M-PESA
Nearly everybody would be familiar with pre-paid mobile phone accounts where you can go to the corner store and buy airtime credits for your mobile phone. What if for a small fee shops also allowed you to exchange your surplus airtime for cold hard cash? And if the phone company set up a system by which you could transfer airtime to other subscribers via some sort of SMS mechanism? Suddenly we would have a very simple but robust payment system. One that would compete with the likes of EFTPOS, would be really convenient and which might under cut the traditional banks.
Of course in places like Australia the regulators wouldn’t readily allow such financial innovation without a banking license and the associated regulatory barriers to entry. Such a pity. Luckily the financial regulators in Kenya are a bit slow moving and exactly this scheme did get off the ground about two years ago. It now has over 7 million users and a lot of other mobile phone companies across the developing world are moving to copy the service. It’s called M-PESA (Swahili for mobile money). Check it out.
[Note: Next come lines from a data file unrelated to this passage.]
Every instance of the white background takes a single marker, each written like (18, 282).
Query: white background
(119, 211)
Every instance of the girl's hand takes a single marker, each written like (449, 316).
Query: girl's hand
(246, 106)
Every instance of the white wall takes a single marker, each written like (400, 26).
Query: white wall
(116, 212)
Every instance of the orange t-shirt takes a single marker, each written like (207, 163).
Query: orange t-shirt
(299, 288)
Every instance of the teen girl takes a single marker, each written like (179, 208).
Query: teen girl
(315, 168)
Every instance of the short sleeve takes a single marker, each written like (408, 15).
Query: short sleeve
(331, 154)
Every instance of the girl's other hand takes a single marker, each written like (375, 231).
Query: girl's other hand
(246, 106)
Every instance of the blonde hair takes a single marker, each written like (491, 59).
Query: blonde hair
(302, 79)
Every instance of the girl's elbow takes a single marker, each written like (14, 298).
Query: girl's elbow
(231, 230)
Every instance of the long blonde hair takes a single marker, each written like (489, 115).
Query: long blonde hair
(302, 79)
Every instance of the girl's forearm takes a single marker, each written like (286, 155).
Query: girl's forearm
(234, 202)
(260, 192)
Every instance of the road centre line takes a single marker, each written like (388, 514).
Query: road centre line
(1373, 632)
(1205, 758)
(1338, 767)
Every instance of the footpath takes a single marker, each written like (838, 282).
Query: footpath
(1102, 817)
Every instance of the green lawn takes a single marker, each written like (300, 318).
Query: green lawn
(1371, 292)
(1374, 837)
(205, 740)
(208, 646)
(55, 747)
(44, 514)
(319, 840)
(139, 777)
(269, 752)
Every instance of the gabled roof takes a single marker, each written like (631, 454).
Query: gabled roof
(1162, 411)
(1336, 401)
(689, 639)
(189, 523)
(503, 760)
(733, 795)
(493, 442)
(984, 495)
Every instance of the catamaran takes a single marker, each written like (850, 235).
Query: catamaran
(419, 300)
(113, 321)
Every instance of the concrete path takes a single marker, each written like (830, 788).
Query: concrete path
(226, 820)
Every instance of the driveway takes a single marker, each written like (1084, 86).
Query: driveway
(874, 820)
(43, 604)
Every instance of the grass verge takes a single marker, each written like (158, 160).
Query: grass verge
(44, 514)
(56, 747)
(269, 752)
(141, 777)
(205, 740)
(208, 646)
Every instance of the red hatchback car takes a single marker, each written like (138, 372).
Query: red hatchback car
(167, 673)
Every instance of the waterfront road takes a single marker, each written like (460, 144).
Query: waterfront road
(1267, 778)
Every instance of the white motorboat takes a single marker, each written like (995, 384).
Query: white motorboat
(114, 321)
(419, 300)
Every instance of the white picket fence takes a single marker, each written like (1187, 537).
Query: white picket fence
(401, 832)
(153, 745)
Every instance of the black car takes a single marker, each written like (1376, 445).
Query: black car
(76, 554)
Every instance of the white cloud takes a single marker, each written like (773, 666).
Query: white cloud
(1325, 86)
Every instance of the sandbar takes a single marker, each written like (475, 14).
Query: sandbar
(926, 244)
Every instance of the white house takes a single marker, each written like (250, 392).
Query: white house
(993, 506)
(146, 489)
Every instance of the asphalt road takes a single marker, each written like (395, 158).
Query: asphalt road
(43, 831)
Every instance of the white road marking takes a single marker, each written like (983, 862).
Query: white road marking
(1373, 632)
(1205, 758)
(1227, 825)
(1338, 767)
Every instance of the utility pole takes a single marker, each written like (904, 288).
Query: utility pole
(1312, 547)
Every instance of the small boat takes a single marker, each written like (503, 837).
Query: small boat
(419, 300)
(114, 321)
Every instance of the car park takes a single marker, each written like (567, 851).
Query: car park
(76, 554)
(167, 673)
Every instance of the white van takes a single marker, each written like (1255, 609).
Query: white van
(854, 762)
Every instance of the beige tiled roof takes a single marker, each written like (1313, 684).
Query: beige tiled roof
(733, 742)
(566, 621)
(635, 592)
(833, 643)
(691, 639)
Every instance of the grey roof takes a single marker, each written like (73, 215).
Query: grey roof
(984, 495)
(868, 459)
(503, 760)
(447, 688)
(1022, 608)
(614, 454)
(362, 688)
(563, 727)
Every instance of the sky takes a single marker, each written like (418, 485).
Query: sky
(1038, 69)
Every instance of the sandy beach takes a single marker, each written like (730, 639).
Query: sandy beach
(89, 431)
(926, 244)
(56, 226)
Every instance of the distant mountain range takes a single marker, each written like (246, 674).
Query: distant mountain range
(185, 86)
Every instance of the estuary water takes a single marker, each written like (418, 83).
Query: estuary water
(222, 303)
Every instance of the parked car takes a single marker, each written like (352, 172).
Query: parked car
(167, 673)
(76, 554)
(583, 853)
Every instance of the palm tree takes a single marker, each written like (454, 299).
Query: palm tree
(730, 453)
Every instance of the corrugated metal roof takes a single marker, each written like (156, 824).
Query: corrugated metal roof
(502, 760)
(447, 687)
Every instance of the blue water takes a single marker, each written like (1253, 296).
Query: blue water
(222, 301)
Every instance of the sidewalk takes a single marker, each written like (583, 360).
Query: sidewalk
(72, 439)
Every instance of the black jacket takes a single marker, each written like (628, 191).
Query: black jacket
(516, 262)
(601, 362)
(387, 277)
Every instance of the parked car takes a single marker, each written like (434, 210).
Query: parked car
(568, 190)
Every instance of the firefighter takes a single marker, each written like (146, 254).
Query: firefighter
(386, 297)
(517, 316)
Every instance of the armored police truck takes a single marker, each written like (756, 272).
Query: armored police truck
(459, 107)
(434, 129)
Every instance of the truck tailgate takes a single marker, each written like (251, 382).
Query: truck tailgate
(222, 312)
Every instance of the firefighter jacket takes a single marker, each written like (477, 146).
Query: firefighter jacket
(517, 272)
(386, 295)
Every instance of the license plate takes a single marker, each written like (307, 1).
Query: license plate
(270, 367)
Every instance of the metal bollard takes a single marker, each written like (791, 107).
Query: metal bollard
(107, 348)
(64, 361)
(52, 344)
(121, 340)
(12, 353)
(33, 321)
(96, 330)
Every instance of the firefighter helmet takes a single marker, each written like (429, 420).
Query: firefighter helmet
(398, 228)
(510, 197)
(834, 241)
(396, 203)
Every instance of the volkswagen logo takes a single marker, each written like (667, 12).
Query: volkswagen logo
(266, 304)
Okay but we have EFTPOS so why is this significant? In the developing world we are rapidly approaching (ie perhaps within a decade) the point where nearly everybody has a mobile phone. And yet vast number of these people don’t have access to a traditional bank account and are not likely to have one any time soon. Suddenly a whole section of humanity that has previously missed out is about to be able to access an in your pocket electronic payment system. Interesting times. I love innovation.